Deborah Aschheim (selected by Sandhini Poddar), Greenpoint for Short...
at New General Catalog 224, Brooklyn, NY
2005, Mixed-media installation (plastic, security electronics, light), lcd televisions, closed circuit spy cameras, rca cable, lamp cord, plastic and incandescent light
Dimensions variable

STATEMENT
“Neural Architecture” is a series of site-specific installations that considers the blurring of biology and buildings. The “Neural Architecture” installations conjure up a fragile, new organism, a hybrid of surveillance electronics, neural sensing and architecture that emerges out of our post-September 11 ambivalent embrace of surveillance technology. Imagine the subtle mutation of the building’s DNA, so that the space begins to grow its own sensing capacity out of equipment that was installed to protect the building’s occupants. This new nervous system, an immersive, transparent network of tubes, wiring, electronics and light, sprawls through rooms and hallways, enveloping viewers in its relentless, glowing proliferation.

BIO
Deborah Aschheim has explored the theme of Neural Architecture in exhibitions at the Frist Center for the Visual Arts in Nashville; the Armory Center for the Arts in Pasadena; Otis College of Art and Design in Los Angeles; Laguna Art Museum in Laguna Beach, CA; Consolidated Works Art Space in Seattle; and the Los Angeles Municipal Art Gallery.
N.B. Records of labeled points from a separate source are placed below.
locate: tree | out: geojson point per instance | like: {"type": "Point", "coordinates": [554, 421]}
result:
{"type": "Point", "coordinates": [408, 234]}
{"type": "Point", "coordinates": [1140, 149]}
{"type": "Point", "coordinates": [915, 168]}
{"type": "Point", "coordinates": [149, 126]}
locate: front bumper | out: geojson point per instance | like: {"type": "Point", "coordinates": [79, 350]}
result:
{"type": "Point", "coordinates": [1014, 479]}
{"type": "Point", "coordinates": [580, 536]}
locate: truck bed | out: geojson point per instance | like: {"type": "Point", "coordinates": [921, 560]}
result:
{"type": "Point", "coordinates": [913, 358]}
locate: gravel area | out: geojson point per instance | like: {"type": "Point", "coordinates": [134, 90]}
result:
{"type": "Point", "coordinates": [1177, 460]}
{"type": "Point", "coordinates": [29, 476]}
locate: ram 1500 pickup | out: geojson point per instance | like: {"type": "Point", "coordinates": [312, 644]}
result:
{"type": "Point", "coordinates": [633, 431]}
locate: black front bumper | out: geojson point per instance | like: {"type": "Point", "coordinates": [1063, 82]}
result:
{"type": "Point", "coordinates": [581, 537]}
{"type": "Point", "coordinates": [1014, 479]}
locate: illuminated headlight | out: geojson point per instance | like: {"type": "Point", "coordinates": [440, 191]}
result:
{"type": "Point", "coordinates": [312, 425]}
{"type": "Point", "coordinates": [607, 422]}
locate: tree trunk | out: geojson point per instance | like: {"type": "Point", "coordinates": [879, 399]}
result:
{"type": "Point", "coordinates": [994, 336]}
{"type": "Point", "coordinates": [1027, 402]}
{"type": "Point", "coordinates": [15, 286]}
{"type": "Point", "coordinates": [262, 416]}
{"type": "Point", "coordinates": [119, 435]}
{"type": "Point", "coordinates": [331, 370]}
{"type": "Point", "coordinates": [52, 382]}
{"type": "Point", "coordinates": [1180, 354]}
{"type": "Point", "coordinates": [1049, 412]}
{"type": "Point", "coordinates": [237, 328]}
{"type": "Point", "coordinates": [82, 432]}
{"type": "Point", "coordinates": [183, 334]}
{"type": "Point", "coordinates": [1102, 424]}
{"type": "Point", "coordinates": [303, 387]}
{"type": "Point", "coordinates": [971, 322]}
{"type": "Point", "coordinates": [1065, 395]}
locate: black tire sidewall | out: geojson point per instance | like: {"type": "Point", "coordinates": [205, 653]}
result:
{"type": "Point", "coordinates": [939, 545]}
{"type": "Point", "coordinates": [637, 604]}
Since 1997, she has exhibited immersive sculptural environments that make connections between architecture, biology and public space throughout the United States and in Europe. She is the recipient of fellowships from City of Los Angeles, the New Jersey State Council for the Arts and the Pasadena Arts Commission. In addition to completing a Masters in Fine Arts, Aschheim completed undergraduate studies in Anthropology that inform her investigation of technology, culture and symbolic space. Her long-standing interest has been to create installations that reconcile the human body with the invisible worlds of microscopic biology and information networks, within the physical and social space of architecture.